Support for array types other than NumPy

I wanted to bring this post to your attention. It discusses a plan for allowing scikit-image (and other packages) to support more than just NumPy arrays.

3 Likes

I created a repo that has a demo of dispatching to different backends with a uarray-based approach

Benchmark results and some discussion is given the README there. I mostly autogenerated the uarray multimethods on the scikit-image side using a script provided in the repository above, but it does create an additional layer of indirection that can make things a little harder for new contributors to understand. The Dask backend there is a more user-friendly way of using apply_parallel where a user would just have to register a dask_backend and never have to call apply_parallel (or the equivalent dask.array.map_blocks) directly.

We should make some corresponding demos of possibilities with the array_namespace approach that will become possible with NumPy 1.22. That approach is relatively simple to understand, but doesn’t help us with all of our functions that currently use Cython code.

2 Likes

Thanks, Greg, it is great to have a concrete piece of code to reason about. This may be worth mentioning on the main thread as well.

Cool, it is very useful to have something to try out and experiment!

Just in case it helps anyone: I tried uskimage-demo (at least the CPU backends). I ended up using your uarray-v3 branch though, and adding an empty uskimage-demo/uskimage_demo/morphology/__init__.py.
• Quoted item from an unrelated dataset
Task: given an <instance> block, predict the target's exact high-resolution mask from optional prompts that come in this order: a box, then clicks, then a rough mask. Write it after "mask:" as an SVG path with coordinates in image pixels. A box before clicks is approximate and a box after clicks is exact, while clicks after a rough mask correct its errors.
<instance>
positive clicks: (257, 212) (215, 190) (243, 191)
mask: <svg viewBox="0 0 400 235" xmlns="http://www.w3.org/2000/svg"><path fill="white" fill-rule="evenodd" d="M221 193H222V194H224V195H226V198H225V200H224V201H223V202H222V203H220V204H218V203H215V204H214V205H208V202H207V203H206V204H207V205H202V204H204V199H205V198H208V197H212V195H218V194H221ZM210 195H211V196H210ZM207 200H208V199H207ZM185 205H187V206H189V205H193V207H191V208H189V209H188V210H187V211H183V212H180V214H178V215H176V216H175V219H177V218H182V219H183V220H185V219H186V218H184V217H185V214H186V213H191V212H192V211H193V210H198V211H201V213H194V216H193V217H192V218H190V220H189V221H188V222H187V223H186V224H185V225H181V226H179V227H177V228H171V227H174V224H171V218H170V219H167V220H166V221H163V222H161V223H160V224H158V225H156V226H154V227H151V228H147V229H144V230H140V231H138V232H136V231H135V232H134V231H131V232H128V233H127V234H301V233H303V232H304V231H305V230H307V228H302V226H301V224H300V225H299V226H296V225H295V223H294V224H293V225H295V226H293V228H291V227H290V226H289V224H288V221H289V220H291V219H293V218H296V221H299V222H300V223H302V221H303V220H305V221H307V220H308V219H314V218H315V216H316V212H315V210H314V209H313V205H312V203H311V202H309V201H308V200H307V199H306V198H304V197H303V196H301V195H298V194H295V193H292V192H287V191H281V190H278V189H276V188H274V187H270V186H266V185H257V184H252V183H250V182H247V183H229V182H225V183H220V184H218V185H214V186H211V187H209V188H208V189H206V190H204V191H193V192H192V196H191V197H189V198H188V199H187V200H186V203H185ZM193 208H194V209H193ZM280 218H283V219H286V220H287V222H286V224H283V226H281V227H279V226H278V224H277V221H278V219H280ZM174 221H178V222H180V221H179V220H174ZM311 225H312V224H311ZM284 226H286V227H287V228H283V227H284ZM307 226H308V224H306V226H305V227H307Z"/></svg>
One thing that would interest me to play around with the implicit dispatching (multiple-dispatching) side of it: If the input is already a dask array, maybe we want to return a dask array, and automatically choose the dask backend?

As an example (sorry using blobs and footprints from the demo):

skimage.morphology.binary_erosion(
        da.asarray(blobs, chunks=1000), footprint)

with skimage.set_backend(dask_numpy_backend, only=True):
    skimage.morphology.binary_erosion(
            da.asarray(blobs, chunks=1000), da.asarray(footprint, chunks=100))

The first takes much longer than the second one. So even though all inputs are dask arrays, we don’t actually use the dask backend automatically. (Maybe you should not here!)

But: For the more general case, I would be very interested in having an example that allows e.g. shows how the user might pass a cupy/dask array, and get out a cupy/dask array even though skimage itself doesn’t even have that backend?

This case of automatically dispatching to Dask or CuPy backends without needing to use a context manager is being discussed in Auto-register fft backend to avoid context manager · Issue #14266 · scipy/scipy · GitHub. It involves having the library set the global backend with try_last=True so that any other registered backends would get tried first. Then if we had scikit-image call register_backend on those by default the Dask one would have been used in the first case you propose as well. I am not sure we should do that on the library side, though, or leave it up to users. As long as you have registered the backend you can avoid the explicit use of the context manager which is convenient.

A separate shortcoming of the Dask backend as implemented in uskimage_demo is that it is currently assuming the Dask array chunks are NumPy arrays on the host. Given that Dask arrays can also have CuPy arrays as chunks, we should handle that case as well. I will see about making an update for that scenario.

Another design difference between the skimage uarray branch and SciPy’s uarray use is that the SciPy case currently has set_backend, register_backend, etc. in each subpackage (i.e. there scipy.fft.set_backend and a proposed scipy.ndimage.set_backend). This makes some sense in that FFT-specific backends like pyFFTW or mkl_fft are FFT-specific, linalg backends are likely to be linear algebra specific, etc.

In the sckit-image case, though, I currently just have a single top-level skimage.set_backend that is used to set the backend for all subpackages. I assumed this is likely more convient as there are probably few cases where one wants different backends for say filters vs. morphology in the same usage scenario, but am interested if there is disagreement on that point?

fwiw and from a high level (haven’t had time to delve into the details of the proposals), I very much would like things to work implicitly with multiple dispatch by default, at least in the simple cases. It’s great that np.mean(my_dask_array) Just Works now, and it would be equally great if skimage.filters.gaussian also Just Worked in the same way.

Sorry about this, I found I had forgotten to commit a couple of the files in the more recent uarray branch! (I was running an in-place install so things were working okay when I had tested it prior to posting). I just tested that it now works for a clean install. There is still a separate issue about getting a more recent release of uarray uploaded to PyPI so pip can meet that requirement (we specify uarray>=0.8.2, but PyPI only has 0.6.0 at the moment).